Once I called time up, I walked over to Lorraine before she could bolt. “Can you stay back for a few minutes?”

She narrowed her eyes and licked her lips nervously. “Eh, why?”

“Please?”

She didn’t reply, but she also didn’t leave.

“Thanks for tonight, Hannah!” Portia called over to me, her voice probably carrying all the way down into Reception. I always spoke a little more loudly than I had to in class because I had a feeling Portia had a slight hearing problem and was unwilling to admit to it. She was a glamorous woman who benefited either from great genes or fabulous anti-aging creams, and anyone could tell she took a lot of pride in her appearance. Admitting to illiteracy was one thing, but admitting to being hard of hearing would signify her age, and I doubted she wanted anyone to think she was older than she felt inside.

“You’re very welcome,” I called back fondly, smiling and waving good-bye to the others as they thanked me and left.

Turning back to Lorraine, I was completely prepared for it when she crossed her arms over her chest and snapped, “I dinnae see the point in me stickin’ aroond since am done wi’ this shite.”

“I had a feeling you’d say that.”

She rolled her eyes. “Aye, I bet ye did. Whitever.” She started to walk toward the door.

“You leave and you’ll be right back at square one. Unemployable.”

“No fer a fuckin’ cleanin’ jobe.”

“And is that what you want?”

Lorraine whirled around, her eyes spitting fire as she sneered, “Whit? Is that no gid enough fer ye? Aye? Too fuckin’ gid tae be a cleaner? Look at ye. Whit the hell dae ye ken aboot hard graft and huvin’ nae money? And am supposed tae learn fae ye? I dinnae think sae.”

Calmly, I took in her dark hair scraped back into a scraggly ponytail, her cheap makeup, her inexpensive and untidy shirt and trousers, and the thin waterproof jacket she wore over them. Finally, I saw the scuffed boots that had seen too many rough days on her feet.

Lorraine was only two years older than me, but there was a hardness in her eyes that made her appear much older. I didn’t know anything about her life, but I did know she was lashing out at me because she was scared.

Who knows? Maybe she was also lashing out at me because of the way I talked, looked, dressed, and held myself. I was educated. I was confident. Two things she was not. Sometimes that’s enough for someone to take a dislike to you. Was I the wrong person to teach Lorraine? Perhaps. But I wasn’t quite ready to give up.
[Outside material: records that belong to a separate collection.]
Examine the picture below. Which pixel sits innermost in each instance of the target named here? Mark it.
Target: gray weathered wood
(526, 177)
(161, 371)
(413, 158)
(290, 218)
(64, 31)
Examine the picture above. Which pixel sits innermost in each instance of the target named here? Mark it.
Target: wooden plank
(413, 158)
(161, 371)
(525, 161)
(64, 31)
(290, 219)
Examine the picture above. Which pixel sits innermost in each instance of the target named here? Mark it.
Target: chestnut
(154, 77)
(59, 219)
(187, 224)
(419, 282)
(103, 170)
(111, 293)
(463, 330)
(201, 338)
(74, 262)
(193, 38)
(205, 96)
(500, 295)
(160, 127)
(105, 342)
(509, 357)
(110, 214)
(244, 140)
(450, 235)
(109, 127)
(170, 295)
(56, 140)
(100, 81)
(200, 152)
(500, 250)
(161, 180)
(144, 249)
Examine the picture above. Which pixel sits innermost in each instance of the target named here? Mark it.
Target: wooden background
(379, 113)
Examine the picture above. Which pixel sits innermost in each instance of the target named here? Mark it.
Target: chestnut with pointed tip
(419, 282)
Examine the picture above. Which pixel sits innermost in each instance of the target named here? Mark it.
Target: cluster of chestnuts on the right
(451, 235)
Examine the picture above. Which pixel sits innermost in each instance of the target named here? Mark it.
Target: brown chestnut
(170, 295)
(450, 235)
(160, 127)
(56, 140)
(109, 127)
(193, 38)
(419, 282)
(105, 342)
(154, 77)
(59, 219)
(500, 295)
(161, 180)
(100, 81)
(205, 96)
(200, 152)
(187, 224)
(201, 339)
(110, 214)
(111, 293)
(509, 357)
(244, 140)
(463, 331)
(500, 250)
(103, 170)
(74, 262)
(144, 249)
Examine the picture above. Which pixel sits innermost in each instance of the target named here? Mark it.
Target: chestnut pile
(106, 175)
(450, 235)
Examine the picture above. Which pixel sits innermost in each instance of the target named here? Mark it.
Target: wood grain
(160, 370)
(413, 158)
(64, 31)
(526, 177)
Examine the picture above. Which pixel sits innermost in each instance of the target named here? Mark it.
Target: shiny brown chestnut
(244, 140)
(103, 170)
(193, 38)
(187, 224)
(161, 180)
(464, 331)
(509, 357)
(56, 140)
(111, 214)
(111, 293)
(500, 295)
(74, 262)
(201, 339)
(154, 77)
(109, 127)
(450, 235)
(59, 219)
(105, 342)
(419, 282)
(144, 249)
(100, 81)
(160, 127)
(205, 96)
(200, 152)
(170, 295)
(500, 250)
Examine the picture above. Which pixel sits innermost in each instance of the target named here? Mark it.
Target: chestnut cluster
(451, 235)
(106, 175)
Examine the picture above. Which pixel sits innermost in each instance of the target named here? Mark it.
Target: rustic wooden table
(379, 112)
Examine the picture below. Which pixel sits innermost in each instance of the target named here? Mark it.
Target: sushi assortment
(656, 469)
“Working hard comes in all forms, Lorraine,” I told her quietly, careful to keep the kindness out of my voice in case she made the assumption I was being condescending. “The cleaners in the high school where I teach work their arses off tidying up after those kids.” I wrinkled my nose. “I don’t even want to think about what they find in the boys’ toilets.
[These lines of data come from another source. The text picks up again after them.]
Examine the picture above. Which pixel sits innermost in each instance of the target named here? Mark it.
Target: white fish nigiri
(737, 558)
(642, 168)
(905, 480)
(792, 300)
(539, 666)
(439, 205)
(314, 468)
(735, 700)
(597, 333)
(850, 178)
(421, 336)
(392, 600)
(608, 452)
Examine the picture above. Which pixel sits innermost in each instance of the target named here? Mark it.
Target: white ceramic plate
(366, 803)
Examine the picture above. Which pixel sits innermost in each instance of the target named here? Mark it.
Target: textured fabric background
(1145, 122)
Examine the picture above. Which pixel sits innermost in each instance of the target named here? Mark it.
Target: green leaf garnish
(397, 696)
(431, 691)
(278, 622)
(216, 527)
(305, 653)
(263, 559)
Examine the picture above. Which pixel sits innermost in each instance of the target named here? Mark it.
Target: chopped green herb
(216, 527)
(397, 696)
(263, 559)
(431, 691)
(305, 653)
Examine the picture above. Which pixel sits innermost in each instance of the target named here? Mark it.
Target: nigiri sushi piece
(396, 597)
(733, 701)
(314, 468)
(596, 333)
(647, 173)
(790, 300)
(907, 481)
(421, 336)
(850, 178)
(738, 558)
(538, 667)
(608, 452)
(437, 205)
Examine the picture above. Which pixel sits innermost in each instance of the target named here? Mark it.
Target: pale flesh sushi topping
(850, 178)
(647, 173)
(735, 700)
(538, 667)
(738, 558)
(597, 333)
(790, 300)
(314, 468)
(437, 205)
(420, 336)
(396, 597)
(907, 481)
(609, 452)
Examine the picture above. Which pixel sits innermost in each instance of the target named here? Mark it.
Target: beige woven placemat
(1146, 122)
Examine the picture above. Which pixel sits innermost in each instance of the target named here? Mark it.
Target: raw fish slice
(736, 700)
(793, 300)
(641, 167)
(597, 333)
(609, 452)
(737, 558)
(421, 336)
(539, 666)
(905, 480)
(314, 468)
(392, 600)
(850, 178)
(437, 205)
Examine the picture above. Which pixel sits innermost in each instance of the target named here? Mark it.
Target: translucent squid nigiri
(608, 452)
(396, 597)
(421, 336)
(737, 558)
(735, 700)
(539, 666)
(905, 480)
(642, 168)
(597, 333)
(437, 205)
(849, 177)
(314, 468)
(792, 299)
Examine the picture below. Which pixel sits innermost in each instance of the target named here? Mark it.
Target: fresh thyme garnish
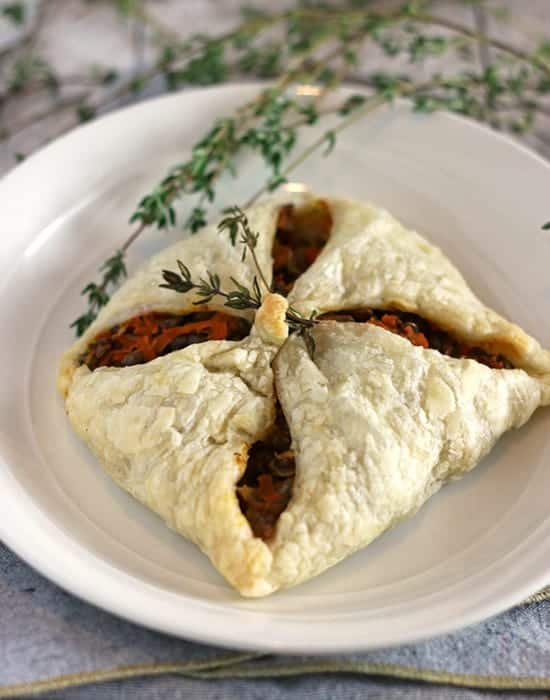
(236, 222)
(208, 288)
(316, 46)
(238, 227)
(97, 295)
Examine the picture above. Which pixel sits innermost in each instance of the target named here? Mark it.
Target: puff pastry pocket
(175, 433)
(379, 425)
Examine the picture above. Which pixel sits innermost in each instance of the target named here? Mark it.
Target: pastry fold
(377, 424)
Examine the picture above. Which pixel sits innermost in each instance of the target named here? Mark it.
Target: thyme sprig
(209, 287)
(238, 227)
(320, 44)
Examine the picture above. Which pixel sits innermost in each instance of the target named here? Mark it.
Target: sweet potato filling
(302, 232)
(420, 332)
(145, 337)
(266, 486)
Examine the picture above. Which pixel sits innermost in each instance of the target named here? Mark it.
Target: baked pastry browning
(276, 462)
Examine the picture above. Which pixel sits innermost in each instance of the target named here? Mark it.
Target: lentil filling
(419, 332)
(266, 485)
(302, 233)
(147, 336)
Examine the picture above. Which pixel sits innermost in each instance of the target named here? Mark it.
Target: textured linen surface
(46, 633)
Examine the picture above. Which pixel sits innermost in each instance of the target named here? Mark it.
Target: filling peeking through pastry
(266, 485)
(421, 332)
(147, 336)
(302, 232)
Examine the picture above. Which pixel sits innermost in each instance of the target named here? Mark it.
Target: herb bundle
(314, 46)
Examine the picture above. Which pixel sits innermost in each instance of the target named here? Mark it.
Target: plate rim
(101, 596)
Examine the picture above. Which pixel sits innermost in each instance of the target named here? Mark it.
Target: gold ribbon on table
(239, 665)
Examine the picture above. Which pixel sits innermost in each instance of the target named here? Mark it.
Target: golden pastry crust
(175, 432)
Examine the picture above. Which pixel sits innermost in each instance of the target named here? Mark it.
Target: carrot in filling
(266, 485)
(302, 232)
(147, 336)
(419, 332)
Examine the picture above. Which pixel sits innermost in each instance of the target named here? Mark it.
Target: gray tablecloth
(52, 643)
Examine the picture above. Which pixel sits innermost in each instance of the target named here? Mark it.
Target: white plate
(478, 547)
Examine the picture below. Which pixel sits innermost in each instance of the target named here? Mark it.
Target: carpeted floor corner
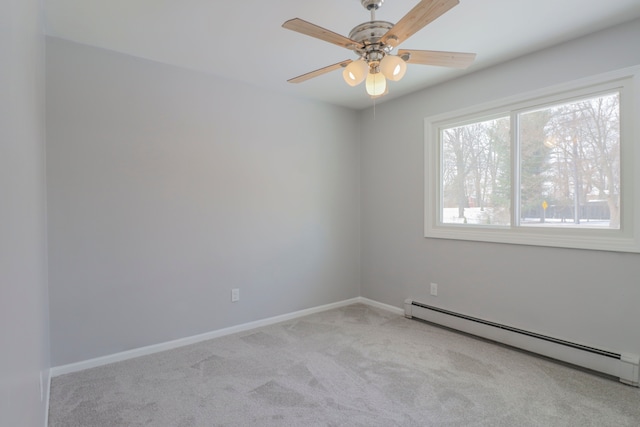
(352, 366)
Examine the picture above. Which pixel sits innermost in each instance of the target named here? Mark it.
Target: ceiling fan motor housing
(371, 4)
(368, 35)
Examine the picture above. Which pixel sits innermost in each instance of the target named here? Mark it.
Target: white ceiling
(243, 39)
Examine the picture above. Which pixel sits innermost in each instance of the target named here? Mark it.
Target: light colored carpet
(353, 366)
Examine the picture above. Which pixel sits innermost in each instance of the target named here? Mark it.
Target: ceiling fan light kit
(373, 42)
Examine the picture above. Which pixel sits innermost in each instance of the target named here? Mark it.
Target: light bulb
(355, 72)
(393, 67)
(376, 84)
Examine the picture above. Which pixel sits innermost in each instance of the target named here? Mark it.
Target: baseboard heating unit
(618, 364)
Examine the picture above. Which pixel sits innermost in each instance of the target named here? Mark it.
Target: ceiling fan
(374, 41)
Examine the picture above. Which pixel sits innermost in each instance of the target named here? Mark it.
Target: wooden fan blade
(317, 32)
(319, 72)
(439, 58)
(422, 14)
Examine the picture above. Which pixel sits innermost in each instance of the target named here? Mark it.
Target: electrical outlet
(434, 289)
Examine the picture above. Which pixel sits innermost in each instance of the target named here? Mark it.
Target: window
(555, 168)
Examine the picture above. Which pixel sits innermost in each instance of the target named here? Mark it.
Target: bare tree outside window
(570, 164)
(568, 160)
(476, 175)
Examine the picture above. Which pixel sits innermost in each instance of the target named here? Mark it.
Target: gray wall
(587, 296)
(24, 329)
(167, 188)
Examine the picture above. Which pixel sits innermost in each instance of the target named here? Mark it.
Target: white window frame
(625, 239)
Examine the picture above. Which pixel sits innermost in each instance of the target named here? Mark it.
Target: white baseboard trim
(169, 345)
(47, 398)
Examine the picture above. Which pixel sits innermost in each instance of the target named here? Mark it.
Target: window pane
(476, 173)
(570, 164)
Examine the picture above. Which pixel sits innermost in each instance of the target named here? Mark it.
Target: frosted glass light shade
(376, 84)
(393, 67)
(355, 72)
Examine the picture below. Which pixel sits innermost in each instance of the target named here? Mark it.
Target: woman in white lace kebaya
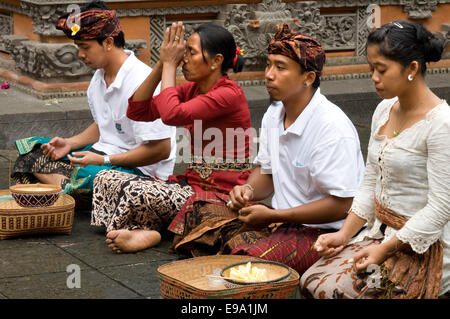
(404, 252)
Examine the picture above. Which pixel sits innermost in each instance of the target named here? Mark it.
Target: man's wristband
(106, 160)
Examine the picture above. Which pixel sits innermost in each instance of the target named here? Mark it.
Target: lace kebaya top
(410, 174)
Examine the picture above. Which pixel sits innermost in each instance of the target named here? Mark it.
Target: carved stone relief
(419, 9)
(6, 26)
(52, 60)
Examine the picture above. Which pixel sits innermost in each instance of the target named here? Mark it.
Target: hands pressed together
(173, 47)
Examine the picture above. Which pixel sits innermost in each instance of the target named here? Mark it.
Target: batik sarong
(403, 275)
(127, 201)
(79, 184)
(206, 226)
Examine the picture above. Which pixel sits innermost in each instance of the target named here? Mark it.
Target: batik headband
(307, 51)
(92, 24)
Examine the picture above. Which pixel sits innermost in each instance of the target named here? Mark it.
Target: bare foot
(127, 241)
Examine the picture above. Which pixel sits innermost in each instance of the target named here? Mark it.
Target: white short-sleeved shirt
(317, 156)
(118, 133)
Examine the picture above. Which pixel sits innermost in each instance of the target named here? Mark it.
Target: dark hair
(215, 39)
(405, 42)
(119, 40)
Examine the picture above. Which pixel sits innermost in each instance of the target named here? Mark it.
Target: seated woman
(405, 196)
(136, 209)
(309, 157)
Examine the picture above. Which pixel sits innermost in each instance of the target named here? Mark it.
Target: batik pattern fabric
(205, 226)
(403, 275)
(290, 244)
(128, 201)
(92, 24)
(307, 51)
(79, 183)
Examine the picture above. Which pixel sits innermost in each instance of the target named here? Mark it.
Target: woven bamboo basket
(187, 279)
(16, 220)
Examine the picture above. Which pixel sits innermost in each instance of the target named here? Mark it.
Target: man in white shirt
(112, 141)
(309, 158)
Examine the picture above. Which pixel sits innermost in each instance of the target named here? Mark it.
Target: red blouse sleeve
(215, 103)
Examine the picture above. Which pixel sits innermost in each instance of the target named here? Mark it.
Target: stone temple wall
(32, 50)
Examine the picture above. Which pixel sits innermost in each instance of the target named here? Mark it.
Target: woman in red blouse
(214, 112)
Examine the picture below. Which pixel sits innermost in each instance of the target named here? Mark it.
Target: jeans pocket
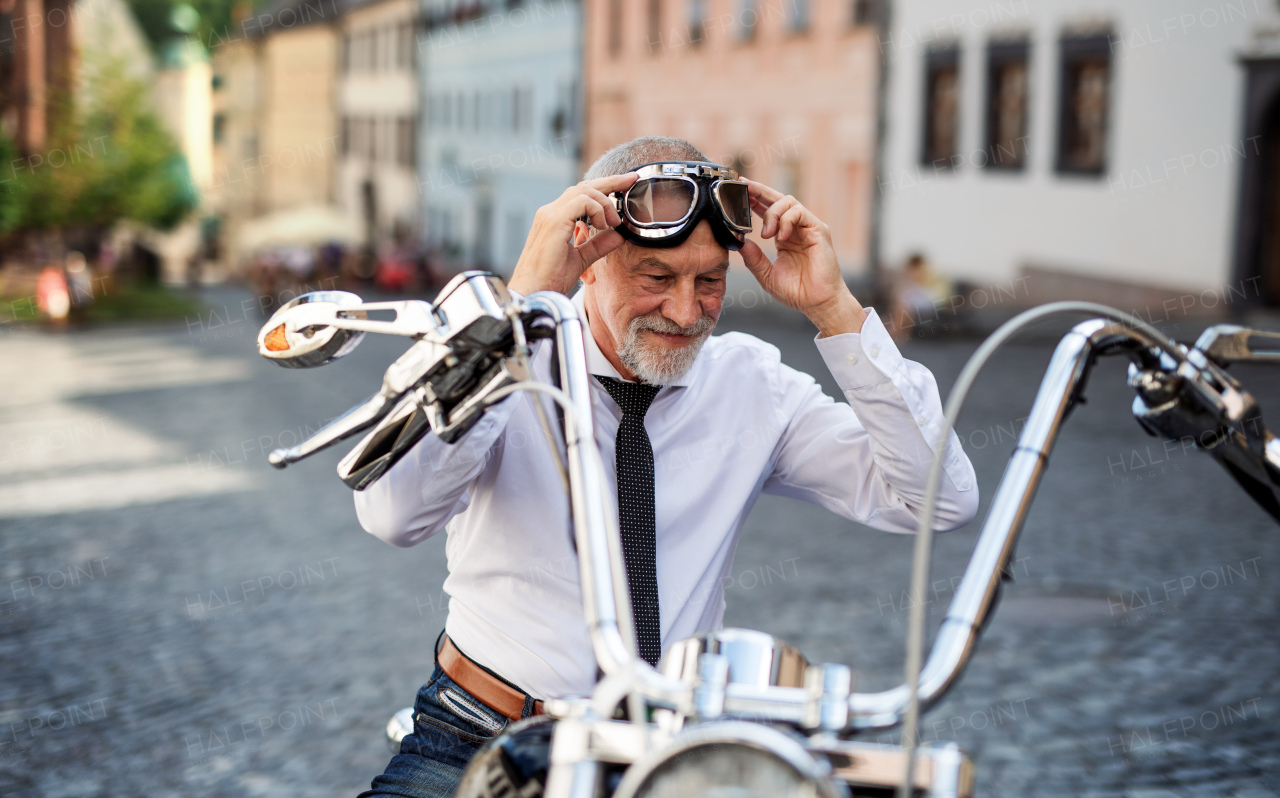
(446, 707)
(470, 710)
“But I work my arse off teaching those very same kids – lesson plans, piles of marking that eat into my evenings and weekends, spending my own personal money on resources because the school never seems to have enough in the budget, and I work on the lesson plans for this class and I teach this class for free. I know what it’s like to work hard. It’s not as physically tiring as cleaning, but it’s mentally draining.” I took a step toward her. “You’re used to physical hard graft, Lorraine. This stuff” – I gestured to the board – “this is completely out of your comfort zone. I understand that. But that’s why I’m here. I’m here to teach you to read and write so you can apply for a job that you actually want, and you wouldn’t be here if you wanted to be a cleaner.

“Although, on a side note I’m guessing you’d still need reading and writing skills for that job. There are applications to fill out, client checklists to read through…” I saw her lips pinch and got back to the point. “You don’t like me, fine, I could give a shit. I don’t need you to like me. I need you to listen to me when I say I’m not here to embarrass you or make you feel bad about yourself. I’m here to teach you. You don’t need to like me to learn what I have to teach. You do need to like yourself enough to believe you deserve more out of life.”